Skip to main content eteppo

Recoding IDs Using A Metadata File in R

Published: 2023-08-04
Updated: 2023-08-04

Often you have some raw data that has its own ID scheme. It might not be enough so you want to map the old IDs to some new IDs so that everything is completely uniqueacross the whole dataset. You might have an urge to change the raw data but I think you should always keep raw data read-only. It’s too risky. You just build the necessary steps to get to the clean data you personally want or need, and apply them every time you do something with the raw data. You only need to write those functions once.

The old and new IDs should exist in a metadata file anyway so it would be easy to recode the old ID values into the new ID scheme directly based on the file.

This can get quite messy but the following function did the work in my own situation. It warns or stops about some basic issues.
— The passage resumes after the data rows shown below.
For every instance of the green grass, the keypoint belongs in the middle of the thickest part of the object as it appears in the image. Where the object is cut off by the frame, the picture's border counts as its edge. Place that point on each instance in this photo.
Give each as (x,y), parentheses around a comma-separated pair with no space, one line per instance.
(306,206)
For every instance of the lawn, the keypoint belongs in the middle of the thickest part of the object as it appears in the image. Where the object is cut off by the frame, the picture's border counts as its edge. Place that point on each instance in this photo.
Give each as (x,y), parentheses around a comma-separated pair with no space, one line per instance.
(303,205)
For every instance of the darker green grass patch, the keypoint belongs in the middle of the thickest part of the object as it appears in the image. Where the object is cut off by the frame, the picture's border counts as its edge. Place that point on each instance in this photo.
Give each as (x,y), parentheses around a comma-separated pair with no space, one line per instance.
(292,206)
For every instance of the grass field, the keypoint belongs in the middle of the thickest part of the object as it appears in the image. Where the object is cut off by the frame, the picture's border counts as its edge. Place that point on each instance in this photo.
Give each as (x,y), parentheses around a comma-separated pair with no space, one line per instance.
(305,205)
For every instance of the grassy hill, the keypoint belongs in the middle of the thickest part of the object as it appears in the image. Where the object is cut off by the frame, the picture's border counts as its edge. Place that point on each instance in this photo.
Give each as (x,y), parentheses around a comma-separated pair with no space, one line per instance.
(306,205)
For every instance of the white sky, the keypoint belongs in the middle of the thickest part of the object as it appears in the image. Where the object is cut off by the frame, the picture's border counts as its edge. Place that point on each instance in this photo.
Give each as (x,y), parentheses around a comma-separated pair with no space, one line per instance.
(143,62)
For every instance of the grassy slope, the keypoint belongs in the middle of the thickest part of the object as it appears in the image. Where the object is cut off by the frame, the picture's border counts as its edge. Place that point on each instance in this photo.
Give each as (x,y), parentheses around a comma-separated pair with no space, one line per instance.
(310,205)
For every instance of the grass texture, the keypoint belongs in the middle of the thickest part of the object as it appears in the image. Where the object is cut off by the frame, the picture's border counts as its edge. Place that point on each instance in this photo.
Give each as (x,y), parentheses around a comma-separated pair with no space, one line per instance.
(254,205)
reidentify_with <- function(data, metadata_file, from, to, ...) {
  
  all_identified <- function(data, id_variables) {
    data %>%
      select(all_of(id_variables)) %>%
      all_distinct()
  }

  assert_that("data.frame" %in% class(data))
  assert_that(is.character(metadata_file))
  assert_that(length(metadata_file) == 1)

  data <- data %>%
    rename(from = {{from}})
  
  id_mapping <- metadata_file %>%
    read_csv(col_types = cols(.default = "c")) %>%
    filter(...) %>%
    select(from = {{ from }}, all_of(to)) %>%
    filter(!is.na(from)) %>%
    distinct()

  if (sum(is.na(id_mapping)) > 0) {
    stop("Metadata must not contain missing IDs.")
  }

  id_mapping_froms <- id_mapping %>%
    pull(from)

  if (nrow(id_mapping) > length(unique(id_mapping_froms))) {
    
    duplicated_ids <- id_mapping_froms %>%
      magrittr::extract(base::duplicated(id_mapping_froms)) %>%
      unique()

    n_duplicates <- id_mapping %>%
      filter(from %in% duplicated_ids) %>%
      group_by(from) %>%
      summarize(n_duplicates = n()) %>%
      pull(n_duplicates)

    warning_message <- str_c(
      "Non-unique metadata 'from' IDs {", 
      str_c(duplicated_ids, collapse = ", "),
      "} were mapped to multiple {",
      str_c(n_duplicates, collapse = ", "),
      "} rows of 'to' IDs."
    )

    warning(warning_message)
  
  }
  
  data_froms <- data %>%
    pull(from)

  if (!all(data_froms %in% id_mapping_froms)) {

    missing_ids <- data_froms %>%
      magrittr::extract(!(data_froms %in% id_mapping_froms))
    
    stop_message <- str_c(
      "Missing metadata IDs for {",
      str_c(missing_ids, collapse = ", "),
      "}. All ID values in the data must exist in the metadata."
    )

    stop(stop_message)

  }

  data <- id_mapping %>%
    right_join(data, by = "from") %>%
    select(-from) %>%
    distinct()

  if (!all_identified(data, to)) {

    # Attempt merging observations.
    duplicated_ids <- data %>%
      select(all_of(to)) %>%
      filter(base::duplicated(.))
    
    deduplicated_data <- duplicated_ids %>%
      left_join(data, by = to) %>%
      group_by(all_of(to)) %>%
      summarize(across(everything(), derep) %>%
      ungroup())
    
    data <- data %>%
      anti_join(duplicated_ids, by = to) %>%
      bind_rows(deduplicated_data)

    if (!all_identified(data, to)) {
      stop("All observations must be uniquely identified by variables given in 'to'.")
    }

  }

  return(data)
  
}